1-4. ブラームス(1833-1897)/ホルン三重奏曲 変ホ長調 Op. 40
5-8. シャルル・ケクラン(1867-1950)/4つの小品
9-11. ドン・バンクス(1923-1980)/ホルン三重奏曲
バリー・タックウェル(ホルン)、ブレントン・ラングバイン(ヴァイオリン)
モーリーン・ジョーンズ(ピアノ) 録音:1987年4月(デジタル)
TUDOR【スイス輸入盤】
ホルン奏者にとって最も重要なレパートリーの一つブラームスの「ホルン三重奏」に、フランス近代の作曲家ケクランの「4つの小品」、オーストラリアの作曲家バンクスの「ホルン三重奏」と、バラエティに富んだ内容です。ブラームスの「ホルン三重奏曲」は、タックウェルにしては表現意欲の強い演奏で、第2楽章と第4楽章は思い切りの良い表現でパワフルに攻め込んできます。しかし、第1楽章をはじめ穏やかな部分では、タックウェルらしい柔らかい音色と深みのある表現でじっくり聴かせてくれます。ケクランの「4つの小品」は、緩やかなテンポの静謐な楽曲で、ドビュッシーのような淡い色彩の移ろいがアンニュイな美しさを醸し出しており、タックウェルの繊細極まりない演奏はこの曲の決定的な名演といえるでしょう。

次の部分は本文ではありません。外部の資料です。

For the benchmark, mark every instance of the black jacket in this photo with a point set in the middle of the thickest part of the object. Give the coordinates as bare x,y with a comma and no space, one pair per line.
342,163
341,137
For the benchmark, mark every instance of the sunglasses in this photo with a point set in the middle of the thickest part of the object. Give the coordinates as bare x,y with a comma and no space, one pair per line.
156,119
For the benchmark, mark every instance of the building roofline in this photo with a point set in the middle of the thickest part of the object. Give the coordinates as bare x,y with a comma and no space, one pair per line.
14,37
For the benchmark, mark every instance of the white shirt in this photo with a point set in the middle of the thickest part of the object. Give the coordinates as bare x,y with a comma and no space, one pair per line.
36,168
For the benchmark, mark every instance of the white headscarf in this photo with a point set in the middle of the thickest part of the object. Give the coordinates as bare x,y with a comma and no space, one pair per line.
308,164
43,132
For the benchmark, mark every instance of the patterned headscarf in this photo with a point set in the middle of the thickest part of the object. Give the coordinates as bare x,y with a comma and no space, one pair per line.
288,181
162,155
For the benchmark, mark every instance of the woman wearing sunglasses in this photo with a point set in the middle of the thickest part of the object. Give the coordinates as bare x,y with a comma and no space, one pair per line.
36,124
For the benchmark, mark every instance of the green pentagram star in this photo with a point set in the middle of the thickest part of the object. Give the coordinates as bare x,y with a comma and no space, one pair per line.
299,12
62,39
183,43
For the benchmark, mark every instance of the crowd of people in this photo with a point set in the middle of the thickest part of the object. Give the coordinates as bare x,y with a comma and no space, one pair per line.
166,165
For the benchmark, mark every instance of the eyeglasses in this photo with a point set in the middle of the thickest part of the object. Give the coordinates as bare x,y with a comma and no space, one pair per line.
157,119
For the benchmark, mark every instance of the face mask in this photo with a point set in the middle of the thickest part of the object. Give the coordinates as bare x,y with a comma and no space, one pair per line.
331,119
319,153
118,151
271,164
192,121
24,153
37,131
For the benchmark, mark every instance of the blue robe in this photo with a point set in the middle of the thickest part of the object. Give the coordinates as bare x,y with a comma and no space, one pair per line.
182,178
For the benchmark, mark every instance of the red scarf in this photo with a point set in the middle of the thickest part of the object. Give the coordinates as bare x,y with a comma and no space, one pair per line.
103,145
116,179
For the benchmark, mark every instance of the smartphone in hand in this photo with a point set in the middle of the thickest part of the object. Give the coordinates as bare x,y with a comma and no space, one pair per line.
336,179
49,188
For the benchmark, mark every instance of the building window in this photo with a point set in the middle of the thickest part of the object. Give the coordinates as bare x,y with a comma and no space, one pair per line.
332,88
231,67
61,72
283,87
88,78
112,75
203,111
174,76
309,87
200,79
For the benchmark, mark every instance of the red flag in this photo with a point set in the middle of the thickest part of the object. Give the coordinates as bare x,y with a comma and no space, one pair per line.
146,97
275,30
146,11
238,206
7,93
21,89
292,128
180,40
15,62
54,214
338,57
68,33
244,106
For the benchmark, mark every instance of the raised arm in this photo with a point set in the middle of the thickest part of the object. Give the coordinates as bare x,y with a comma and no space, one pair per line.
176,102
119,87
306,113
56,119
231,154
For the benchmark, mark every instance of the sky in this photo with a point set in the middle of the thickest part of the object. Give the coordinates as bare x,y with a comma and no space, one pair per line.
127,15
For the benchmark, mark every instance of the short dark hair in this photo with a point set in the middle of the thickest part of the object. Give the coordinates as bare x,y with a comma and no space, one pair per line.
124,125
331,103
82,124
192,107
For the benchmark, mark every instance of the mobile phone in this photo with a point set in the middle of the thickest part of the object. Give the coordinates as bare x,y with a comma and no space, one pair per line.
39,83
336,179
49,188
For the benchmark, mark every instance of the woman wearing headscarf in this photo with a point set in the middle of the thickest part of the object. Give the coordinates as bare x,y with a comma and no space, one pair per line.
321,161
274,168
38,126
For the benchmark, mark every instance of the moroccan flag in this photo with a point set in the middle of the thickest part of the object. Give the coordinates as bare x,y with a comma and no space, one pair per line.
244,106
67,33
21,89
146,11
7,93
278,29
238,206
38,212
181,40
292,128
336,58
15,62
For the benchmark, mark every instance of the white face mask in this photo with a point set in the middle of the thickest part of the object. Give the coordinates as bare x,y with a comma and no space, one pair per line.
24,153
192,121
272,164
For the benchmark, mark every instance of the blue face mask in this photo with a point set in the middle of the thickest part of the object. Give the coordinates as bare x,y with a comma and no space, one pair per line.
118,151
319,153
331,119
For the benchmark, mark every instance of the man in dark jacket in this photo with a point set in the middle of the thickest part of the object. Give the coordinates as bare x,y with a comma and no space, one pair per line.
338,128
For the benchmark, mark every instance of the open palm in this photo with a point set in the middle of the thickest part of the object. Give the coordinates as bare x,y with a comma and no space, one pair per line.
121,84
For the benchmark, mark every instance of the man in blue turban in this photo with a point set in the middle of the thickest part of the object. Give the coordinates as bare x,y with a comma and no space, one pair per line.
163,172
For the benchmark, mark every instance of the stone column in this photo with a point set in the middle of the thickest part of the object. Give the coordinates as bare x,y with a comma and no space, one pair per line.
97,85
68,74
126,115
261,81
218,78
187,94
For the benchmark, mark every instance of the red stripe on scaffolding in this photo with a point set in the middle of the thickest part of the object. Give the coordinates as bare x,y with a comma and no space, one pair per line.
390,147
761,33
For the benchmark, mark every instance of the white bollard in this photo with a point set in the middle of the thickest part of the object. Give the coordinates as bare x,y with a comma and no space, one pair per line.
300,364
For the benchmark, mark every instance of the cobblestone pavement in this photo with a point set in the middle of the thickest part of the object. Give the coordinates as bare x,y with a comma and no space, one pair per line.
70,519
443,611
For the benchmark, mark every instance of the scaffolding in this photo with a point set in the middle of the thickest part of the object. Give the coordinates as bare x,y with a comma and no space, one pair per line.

ドン・バンクス(1923-1980)の「ホルン三重奏曲」は、今回演奏している3人のために作られた作品。無調的な響きや変則的なリズムは現代風の晦渋さを感じさせますが、基本的にはしっとりした落ち着きがあり、形式にとらわれない自由さがあります。演奏している3人は全員オーストラリア出身ということもあり、共感に満ちたこの演奏は唯一無二の貴重な録音です。